---
title: 'Tâm - Week 3'
tags: CoderSchool, Mariana
---
Week 3
===
## Table of Contents
[TOC]
## Monday
### Weekly project presentation
> our group Long Tam github and Heroku app is at (if there is error just reload the website)
https://github.com/thtamho/tiki_PostGreSQL_app
https://tiki-postgresql-app.herokuapp.com/
- Khoa Dicky and Ly has a website that can filter data by rating/comments, newest (by id), sales off (by discount),
- Nhan and Tien has a website that implements a search bar in addition to top menu that shows categories
- Thich and Sean has descriptive statistics on the side
- Cuong and Felix has a details pop up box that shows the statistics. A search bar.
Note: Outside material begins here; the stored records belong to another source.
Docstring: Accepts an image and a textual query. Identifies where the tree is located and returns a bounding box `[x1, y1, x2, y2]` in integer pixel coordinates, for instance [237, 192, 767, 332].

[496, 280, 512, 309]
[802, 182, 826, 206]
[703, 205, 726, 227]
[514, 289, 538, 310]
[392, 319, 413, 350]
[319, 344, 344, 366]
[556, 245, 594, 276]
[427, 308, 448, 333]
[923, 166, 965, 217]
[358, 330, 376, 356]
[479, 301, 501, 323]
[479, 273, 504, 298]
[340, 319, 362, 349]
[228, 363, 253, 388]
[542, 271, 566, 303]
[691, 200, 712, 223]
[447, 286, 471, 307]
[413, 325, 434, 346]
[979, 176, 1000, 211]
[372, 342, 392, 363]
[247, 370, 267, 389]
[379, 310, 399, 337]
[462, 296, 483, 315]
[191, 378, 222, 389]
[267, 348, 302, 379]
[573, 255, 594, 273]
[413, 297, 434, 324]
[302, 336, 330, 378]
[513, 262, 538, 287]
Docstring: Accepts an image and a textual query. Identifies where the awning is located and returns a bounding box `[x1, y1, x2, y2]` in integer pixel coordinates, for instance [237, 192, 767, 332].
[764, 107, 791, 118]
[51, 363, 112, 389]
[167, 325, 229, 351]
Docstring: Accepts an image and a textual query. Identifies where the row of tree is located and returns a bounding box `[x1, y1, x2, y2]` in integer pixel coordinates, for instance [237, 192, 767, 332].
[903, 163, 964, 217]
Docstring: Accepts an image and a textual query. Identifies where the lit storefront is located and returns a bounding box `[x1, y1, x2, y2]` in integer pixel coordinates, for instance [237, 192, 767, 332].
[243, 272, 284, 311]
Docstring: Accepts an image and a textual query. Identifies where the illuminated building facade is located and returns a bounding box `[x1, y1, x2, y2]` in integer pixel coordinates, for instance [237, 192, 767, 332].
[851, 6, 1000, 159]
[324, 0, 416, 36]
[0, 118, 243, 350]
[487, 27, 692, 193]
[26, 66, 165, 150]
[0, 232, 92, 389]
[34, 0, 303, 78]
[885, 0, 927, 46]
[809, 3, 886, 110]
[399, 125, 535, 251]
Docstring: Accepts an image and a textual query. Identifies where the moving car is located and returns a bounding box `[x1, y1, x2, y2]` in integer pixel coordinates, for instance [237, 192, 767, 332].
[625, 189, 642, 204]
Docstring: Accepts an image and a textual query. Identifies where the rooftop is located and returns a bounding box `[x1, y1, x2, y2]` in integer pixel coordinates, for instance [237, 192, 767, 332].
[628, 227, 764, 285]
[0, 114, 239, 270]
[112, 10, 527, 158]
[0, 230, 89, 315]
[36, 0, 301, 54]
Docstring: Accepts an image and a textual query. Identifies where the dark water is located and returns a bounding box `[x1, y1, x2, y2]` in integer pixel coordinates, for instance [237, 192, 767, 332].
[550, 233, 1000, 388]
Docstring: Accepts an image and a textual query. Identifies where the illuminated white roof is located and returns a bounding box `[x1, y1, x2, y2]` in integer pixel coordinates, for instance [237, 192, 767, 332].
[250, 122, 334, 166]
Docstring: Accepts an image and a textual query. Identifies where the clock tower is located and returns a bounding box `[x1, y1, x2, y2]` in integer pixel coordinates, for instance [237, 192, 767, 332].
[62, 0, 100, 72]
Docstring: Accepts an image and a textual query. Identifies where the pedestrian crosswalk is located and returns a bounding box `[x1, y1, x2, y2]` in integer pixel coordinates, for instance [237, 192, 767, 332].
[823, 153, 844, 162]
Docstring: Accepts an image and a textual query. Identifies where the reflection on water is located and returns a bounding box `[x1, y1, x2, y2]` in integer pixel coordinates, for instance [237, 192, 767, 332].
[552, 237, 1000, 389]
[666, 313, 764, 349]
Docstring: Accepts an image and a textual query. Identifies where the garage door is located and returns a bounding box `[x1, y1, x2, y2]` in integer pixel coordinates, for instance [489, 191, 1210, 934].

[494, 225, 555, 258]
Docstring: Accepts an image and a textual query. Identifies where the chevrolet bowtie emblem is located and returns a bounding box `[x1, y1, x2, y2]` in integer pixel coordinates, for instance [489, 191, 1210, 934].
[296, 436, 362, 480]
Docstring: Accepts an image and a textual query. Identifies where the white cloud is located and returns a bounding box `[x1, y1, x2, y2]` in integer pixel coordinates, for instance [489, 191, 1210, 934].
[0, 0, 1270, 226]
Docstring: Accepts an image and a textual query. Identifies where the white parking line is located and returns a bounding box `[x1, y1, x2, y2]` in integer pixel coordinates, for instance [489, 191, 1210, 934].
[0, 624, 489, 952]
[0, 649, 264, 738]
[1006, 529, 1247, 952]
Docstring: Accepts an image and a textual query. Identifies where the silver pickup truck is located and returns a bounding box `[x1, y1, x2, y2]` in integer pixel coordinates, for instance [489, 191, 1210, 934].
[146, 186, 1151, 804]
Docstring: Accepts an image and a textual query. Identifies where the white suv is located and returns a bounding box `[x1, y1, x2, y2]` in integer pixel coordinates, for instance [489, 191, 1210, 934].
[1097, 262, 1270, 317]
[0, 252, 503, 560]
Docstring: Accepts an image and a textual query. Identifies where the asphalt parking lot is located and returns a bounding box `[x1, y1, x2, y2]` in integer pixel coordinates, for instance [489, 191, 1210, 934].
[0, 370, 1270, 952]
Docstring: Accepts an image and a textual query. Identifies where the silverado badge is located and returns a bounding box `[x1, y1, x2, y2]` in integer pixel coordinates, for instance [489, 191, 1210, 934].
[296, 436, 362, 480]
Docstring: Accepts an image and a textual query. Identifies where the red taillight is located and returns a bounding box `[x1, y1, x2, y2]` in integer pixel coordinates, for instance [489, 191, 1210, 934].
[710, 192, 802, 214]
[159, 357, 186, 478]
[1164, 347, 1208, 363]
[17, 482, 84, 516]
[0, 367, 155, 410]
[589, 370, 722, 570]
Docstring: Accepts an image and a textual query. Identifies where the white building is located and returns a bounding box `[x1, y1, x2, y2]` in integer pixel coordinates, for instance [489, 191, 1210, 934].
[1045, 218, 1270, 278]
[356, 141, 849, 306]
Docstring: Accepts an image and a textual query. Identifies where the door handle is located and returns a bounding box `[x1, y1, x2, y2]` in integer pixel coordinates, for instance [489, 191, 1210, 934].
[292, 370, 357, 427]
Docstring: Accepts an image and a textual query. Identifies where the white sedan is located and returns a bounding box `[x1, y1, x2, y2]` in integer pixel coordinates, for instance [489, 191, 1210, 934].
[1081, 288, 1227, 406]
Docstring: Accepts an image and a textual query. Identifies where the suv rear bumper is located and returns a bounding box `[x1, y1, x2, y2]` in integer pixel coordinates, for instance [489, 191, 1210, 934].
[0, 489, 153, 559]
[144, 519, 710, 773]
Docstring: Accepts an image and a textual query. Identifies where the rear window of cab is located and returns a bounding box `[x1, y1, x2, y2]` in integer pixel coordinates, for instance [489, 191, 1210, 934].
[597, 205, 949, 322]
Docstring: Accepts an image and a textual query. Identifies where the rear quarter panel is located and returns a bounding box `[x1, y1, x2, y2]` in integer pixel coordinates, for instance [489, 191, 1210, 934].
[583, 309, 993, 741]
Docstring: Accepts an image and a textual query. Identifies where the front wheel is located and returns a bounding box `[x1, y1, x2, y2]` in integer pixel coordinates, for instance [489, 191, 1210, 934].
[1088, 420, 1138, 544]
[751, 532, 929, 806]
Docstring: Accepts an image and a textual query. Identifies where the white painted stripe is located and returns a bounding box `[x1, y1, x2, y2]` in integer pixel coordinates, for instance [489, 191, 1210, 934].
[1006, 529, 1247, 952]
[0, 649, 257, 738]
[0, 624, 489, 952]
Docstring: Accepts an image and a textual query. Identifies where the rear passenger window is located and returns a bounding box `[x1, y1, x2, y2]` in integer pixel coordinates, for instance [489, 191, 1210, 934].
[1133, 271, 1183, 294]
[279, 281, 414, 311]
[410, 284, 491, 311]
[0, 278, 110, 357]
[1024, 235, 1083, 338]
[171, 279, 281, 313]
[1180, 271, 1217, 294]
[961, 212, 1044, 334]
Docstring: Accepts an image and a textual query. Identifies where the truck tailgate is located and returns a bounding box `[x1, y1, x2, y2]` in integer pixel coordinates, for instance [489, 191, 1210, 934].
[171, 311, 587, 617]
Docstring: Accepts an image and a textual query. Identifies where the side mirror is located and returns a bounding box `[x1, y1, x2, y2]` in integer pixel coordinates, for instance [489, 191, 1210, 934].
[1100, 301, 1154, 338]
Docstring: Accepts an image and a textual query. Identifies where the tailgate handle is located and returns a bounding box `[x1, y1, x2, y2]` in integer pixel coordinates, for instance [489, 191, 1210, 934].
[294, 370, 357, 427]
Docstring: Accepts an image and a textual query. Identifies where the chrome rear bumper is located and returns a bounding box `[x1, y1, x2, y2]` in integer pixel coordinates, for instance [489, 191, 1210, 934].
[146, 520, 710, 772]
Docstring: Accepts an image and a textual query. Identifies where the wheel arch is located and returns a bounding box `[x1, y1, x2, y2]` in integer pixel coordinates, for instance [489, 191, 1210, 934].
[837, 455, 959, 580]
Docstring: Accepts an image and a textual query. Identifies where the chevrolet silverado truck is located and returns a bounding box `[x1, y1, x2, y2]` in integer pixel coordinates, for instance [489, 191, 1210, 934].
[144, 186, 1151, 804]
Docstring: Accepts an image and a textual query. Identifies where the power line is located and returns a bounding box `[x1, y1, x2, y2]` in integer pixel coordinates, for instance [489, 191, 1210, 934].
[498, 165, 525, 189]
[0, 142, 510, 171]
Left side menu includes the main categories
:::info
**Lesson:** To avoid someone typing "DROP DATABASE;" a string wrap and strip(';') has to be implemented for the search bar input
:::
- Tan and Nam website shows the main categories and smaller categories and finally the products of the smallest categories as we click through
- Bao and Natalie website has an input box can be used to input SQL query
### Data Analysis
- Our team will explore global terrorism dataset from Kaggle.
- There are ufc fights, NYC airbnb, NBA players, TED talks, global terrorism, world cup
- our team https://colab.research.google.com/drive/1QA3N-P9Hsrtvio0vec-jE7yOUgsKCZtG
### Fundamental Statistics
> Lecture slides
https://www.beautiful.ai/player/-LuVIkNIgFI9K47ycWlU/Mariana-Week-3-Basic-Stats
- Categorial data: Nominal data and ordinal data
- Continuous data: discrete (finite) and continuous (infinite)
- **Measure of central tendency:** mean (affected by outliers), median (the 50% percentile), mode (the highest frequency)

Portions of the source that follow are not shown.